2.1 实时荧光定量PCR产物电泳检测结果

所有标本总RNA提取后进行光密度检测，纯度较好，D（260 nm）／D（280 nm）值在1.8～2.0之间。阴性对照无扩增曲线。PCR产物通过2%琼脂糖凝胶电泳检测，于170 bp及209 bp处出现特异性目标条带（图1）。

2.2 实时荧光定量PCR检测结果

食管鳞癌组织中HOTAIRmRNA表达高于癌旁组织（Z＝－2.507，P＝0.012），TGF-β1mRNA表达低于癌旁组织（Z＝－2.038，P＝0.042）。见图2。
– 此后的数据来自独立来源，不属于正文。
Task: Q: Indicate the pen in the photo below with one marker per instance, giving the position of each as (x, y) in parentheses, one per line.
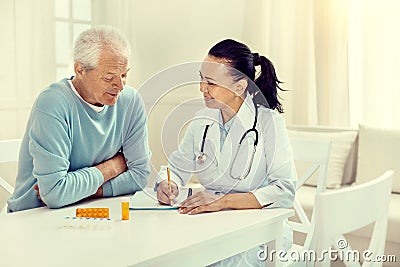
(171, 202)
(190, 191)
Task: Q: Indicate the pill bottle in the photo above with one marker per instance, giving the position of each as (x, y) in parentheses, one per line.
(125, 208)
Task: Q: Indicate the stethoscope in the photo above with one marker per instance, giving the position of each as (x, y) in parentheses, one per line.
(202, 157)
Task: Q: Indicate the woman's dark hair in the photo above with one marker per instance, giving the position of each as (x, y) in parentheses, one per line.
(241, 59)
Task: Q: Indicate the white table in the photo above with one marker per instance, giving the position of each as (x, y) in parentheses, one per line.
(43, 237)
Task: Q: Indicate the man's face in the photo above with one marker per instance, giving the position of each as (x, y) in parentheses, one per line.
(102, 85)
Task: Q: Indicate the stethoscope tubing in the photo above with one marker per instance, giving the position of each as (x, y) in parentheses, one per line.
(202, 156)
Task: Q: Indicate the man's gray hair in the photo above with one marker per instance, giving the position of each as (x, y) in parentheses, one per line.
(90, 43)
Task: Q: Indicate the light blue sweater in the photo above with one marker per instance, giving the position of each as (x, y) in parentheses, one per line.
(64, 138)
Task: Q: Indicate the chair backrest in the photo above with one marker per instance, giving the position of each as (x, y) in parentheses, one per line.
(348, 209)
(9, 152)
(317, 153)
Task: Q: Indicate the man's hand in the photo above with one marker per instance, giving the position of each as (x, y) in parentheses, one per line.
(202, 202)
(36, 187)
(112, 167)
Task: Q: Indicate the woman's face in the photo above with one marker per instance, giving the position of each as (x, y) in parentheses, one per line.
(217, 85)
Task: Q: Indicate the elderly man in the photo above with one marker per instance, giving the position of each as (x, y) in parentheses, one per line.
(86, 136)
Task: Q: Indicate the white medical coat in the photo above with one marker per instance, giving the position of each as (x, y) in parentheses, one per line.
(272, 177)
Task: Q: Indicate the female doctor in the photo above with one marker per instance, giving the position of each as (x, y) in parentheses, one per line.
(237, 145)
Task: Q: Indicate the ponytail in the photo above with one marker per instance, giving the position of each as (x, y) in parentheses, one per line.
(243, 61)
(267, 83)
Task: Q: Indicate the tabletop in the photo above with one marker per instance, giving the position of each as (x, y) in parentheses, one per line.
(51, 237)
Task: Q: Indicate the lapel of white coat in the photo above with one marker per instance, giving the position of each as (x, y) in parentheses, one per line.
(244, 120)
(211, 146)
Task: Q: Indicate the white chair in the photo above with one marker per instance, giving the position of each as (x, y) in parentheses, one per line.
(9, 152)
(348, 209)
(317, 154)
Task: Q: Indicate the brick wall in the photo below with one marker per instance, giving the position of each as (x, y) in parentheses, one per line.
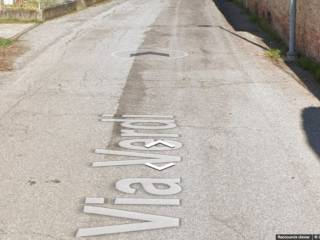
(308, 21)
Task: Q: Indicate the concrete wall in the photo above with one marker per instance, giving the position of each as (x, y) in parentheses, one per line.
(47, 13)
(24, 15)
(59, 10)
(308, 21)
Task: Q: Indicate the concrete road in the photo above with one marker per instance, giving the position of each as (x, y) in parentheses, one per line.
(248, 167)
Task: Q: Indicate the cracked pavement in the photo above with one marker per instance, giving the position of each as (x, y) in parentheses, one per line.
(250, 164)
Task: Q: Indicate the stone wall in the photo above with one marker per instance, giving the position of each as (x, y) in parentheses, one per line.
(308, 21)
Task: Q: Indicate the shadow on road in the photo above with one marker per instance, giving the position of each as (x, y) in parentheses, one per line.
(240, 22)
(311, 126)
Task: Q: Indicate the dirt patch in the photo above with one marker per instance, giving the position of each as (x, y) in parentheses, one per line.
(9, 54)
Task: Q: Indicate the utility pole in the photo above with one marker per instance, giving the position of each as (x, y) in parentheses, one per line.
(291, 55)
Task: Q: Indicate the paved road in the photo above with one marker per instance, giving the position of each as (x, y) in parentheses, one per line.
(248, 167)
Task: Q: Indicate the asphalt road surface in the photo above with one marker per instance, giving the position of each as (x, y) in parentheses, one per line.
(82, 113)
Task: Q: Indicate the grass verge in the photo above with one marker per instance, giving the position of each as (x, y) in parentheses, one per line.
(275, 54)
(5, 42)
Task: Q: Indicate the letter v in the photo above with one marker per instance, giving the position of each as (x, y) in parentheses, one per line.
(151, 222)
(147, 158)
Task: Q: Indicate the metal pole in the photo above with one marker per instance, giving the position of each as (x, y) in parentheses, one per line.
(291, 55)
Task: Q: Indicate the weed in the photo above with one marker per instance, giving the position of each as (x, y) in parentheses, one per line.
(5, 42)
(273, 54)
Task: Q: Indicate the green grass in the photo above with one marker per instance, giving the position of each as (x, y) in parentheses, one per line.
(304, 62)
(310, 65)
(274, 54)
(5, 42)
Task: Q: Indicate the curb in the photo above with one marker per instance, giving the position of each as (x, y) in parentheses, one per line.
(18, 35)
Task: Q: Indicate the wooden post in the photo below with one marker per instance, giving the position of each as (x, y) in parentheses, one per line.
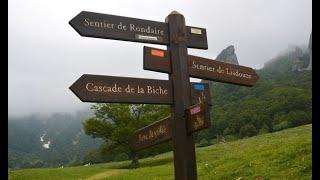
(183, 145)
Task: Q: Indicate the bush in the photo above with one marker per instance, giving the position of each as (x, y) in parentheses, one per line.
(248, 130)
(280, 126)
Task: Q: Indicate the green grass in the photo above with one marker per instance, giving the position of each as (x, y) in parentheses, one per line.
(281, 155)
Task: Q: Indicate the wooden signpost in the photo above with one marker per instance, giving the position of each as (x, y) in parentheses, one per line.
(198, 118)
(189, 101)
(90, 24)
(158, 60)
(112, 89)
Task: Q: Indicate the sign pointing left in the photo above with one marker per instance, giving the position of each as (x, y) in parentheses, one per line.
(90, 24)
(112, 89)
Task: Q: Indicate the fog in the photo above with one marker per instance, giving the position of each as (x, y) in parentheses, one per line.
(46, 55)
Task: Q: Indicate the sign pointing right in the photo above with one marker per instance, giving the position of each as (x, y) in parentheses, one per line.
(159, 60)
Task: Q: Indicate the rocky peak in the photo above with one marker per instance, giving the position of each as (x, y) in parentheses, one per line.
(228, 55)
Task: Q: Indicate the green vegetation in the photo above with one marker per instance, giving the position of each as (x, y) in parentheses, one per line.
(281, 155)
(281, 99)
(116, 124)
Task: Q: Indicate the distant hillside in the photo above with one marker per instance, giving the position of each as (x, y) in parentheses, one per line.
(285, 154)
(280, 99)
(48, 142)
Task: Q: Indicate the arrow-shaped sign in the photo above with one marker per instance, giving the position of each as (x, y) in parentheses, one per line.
(158, 60)
(198, 118)
(112, 89)
(90, 24)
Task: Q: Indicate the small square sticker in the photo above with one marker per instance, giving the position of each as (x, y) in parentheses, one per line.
(196, 31)
(156, 52)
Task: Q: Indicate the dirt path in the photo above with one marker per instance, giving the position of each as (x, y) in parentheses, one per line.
(105, 174)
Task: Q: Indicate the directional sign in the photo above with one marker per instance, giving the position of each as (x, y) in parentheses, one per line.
(111, 89)
(198, 118)
(201, 68)
(90, 24)
(152, 134)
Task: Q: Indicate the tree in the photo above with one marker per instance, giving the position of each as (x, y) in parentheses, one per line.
(248, 130)
(116, 123)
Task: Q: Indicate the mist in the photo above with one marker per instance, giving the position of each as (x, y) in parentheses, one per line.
(46, 55)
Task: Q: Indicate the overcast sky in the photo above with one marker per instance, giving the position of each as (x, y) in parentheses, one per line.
(46, 55)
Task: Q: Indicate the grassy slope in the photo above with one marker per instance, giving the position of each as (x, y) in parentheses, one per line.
(281, 155)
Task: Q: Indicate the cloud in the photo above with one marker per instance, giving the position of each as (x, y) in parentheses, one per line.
(46, 55)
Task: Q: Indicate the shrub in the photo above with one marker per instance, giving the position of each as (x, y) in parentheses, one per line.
(248, 130)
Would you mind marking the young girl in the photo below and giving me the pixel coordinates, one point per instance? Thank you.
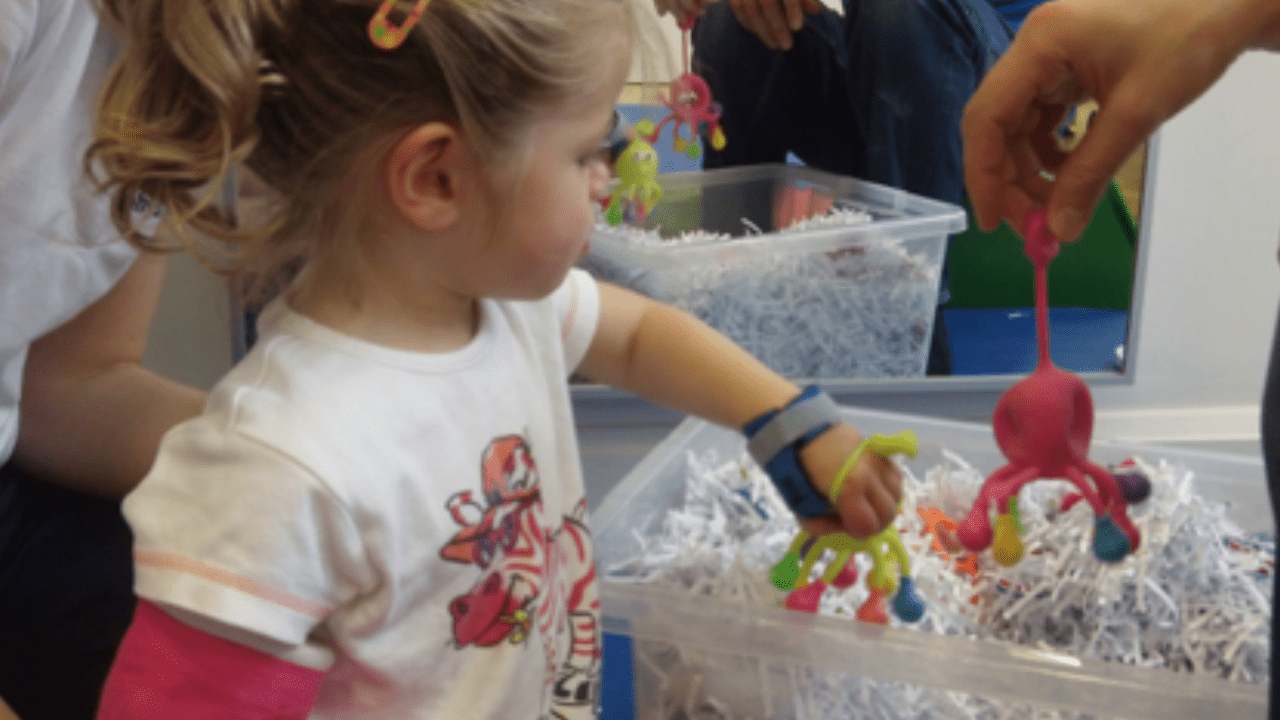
(380, 513)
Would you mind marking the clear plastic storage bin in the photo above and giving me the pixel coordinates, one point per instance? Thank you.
(754, 659)
(830, 297)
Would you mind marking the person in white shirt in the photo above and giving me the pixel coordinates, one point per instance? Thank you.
(380, 511)
(80, 417)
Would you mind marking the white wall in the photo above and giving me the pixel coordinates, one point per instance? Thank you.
(1212, 281)
(191, 333)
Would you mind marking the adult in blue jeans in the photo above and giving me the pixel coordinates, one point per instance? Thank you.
(876, 94)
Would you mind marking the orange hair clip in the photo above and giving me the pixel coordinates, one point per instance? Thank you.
(391, 36)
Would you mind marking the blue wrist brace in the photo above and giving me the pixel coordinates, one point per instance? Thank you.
(775, 441)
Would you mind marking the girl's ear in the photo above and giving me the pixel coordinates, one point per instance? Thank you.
(425, 174)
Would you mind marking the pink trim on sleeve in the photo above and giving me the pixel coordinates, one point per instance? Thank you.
(167, 669)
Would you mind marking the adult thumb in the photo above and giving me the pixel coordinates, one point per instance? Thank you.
(1087, 171)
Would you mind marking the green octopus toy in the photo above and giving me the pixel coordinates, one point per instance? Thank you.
(638, 190)
(885, 548)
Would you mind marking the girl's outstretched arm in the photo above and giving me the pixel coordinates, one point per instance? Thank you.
(167, 669)
(670, 358)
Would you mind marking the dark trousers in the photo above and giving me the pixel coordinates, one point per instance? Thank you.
(65, 596)
(1271, 458)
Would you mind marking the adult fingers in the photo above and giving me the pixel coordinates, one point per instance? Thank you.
(1118, 130)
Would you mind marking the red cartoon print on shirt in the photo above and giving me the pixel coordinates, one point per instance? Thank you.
(534, 573)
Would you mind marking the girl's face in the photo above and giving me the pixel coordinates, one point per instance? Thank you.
(544, 209)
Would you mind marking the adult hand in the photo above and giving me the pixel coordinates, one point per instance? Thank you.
(1141, 62)
(775, 22)
(682, 8)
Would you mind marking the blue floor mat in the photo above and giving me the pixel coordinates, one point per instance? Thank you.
(1002, 340)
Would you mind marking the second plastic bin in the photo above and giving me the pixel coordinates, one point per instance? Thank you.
(844, 300)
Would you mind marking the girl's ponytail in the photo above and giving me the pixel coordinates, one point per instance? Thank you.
(179, 108)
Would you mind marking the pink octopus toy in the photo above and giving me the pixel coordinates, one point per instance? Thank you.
(1043, 425)
(690, 103)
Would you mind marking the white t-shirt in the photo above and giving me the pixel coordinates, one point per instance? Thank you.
(59, 250)
(412, 523)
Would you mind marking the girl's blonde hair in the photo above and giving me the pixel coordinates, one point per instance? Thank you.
(296, 91)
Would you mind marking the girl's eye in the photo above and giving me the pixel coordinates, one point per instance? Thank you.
(597, 154)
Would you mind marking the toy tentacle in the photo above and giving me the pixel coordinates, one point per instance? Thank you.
(1116, 502)
(836, 565)
(1010, 484)
(1109, 488)
(1082, 483)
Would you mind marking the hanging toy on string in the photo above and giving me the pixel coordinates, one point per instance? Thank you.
(638, 190)
(1043, 425)
(690, 103)
(885, 550)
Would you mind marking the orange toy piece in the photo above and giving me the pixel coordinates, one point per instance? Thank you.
(945, 541)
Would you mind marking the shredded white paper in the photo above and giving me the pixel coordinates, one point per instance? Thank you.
(1196, 597)
(864, 310)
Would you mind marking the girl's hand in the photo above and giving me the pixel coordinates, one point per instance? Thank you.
(1141, 62)
(868, 500)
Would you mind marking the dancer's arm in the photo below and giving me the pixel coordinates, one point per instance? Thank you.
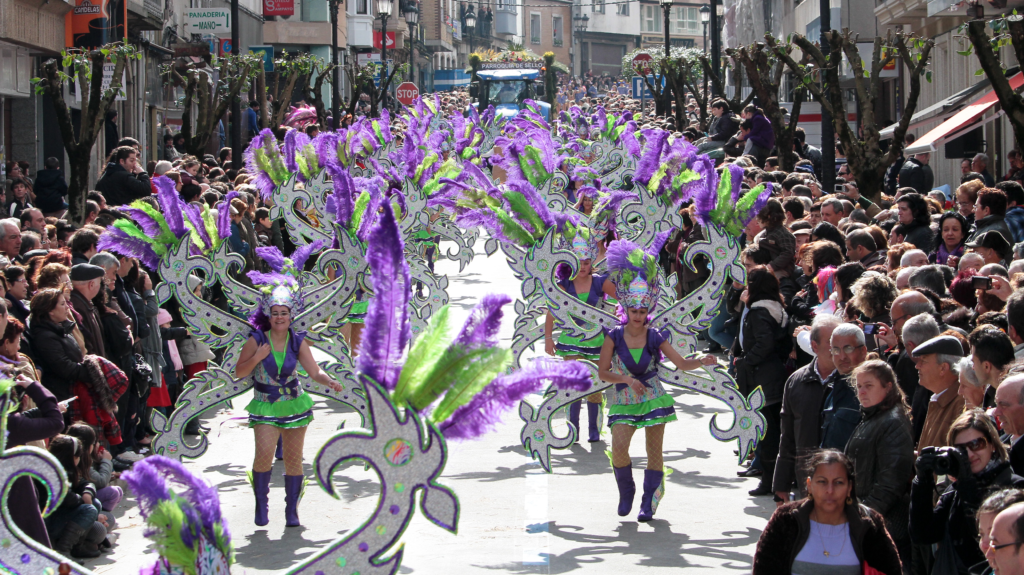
(605, 372)
(251, 355)
(686, 364)
(311, 367)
图1 HOTAIR及TGF-β1 PCR产物电泳检测结果

2.3 HOTAIR mRNA表达与食管鳞癌患者临床病理特征的关系

HOTAIR mRNA表达与肿瘤分化程度（P＝ 0.041）及患者临床分期有关（P＝0.041），与性别、年龄、肿块的部位与大小、淋巴结转移无统计学相关（P＞0.05）。TGF-β1mRNA表达与肿瘤分化程度（P＝0.010）、淋巴结转移（P＝0.041）、临床分期（P＝0.044）有关，与性别、年龄、肿块的部位与大小无统计学相关（P＞0.05），见表1。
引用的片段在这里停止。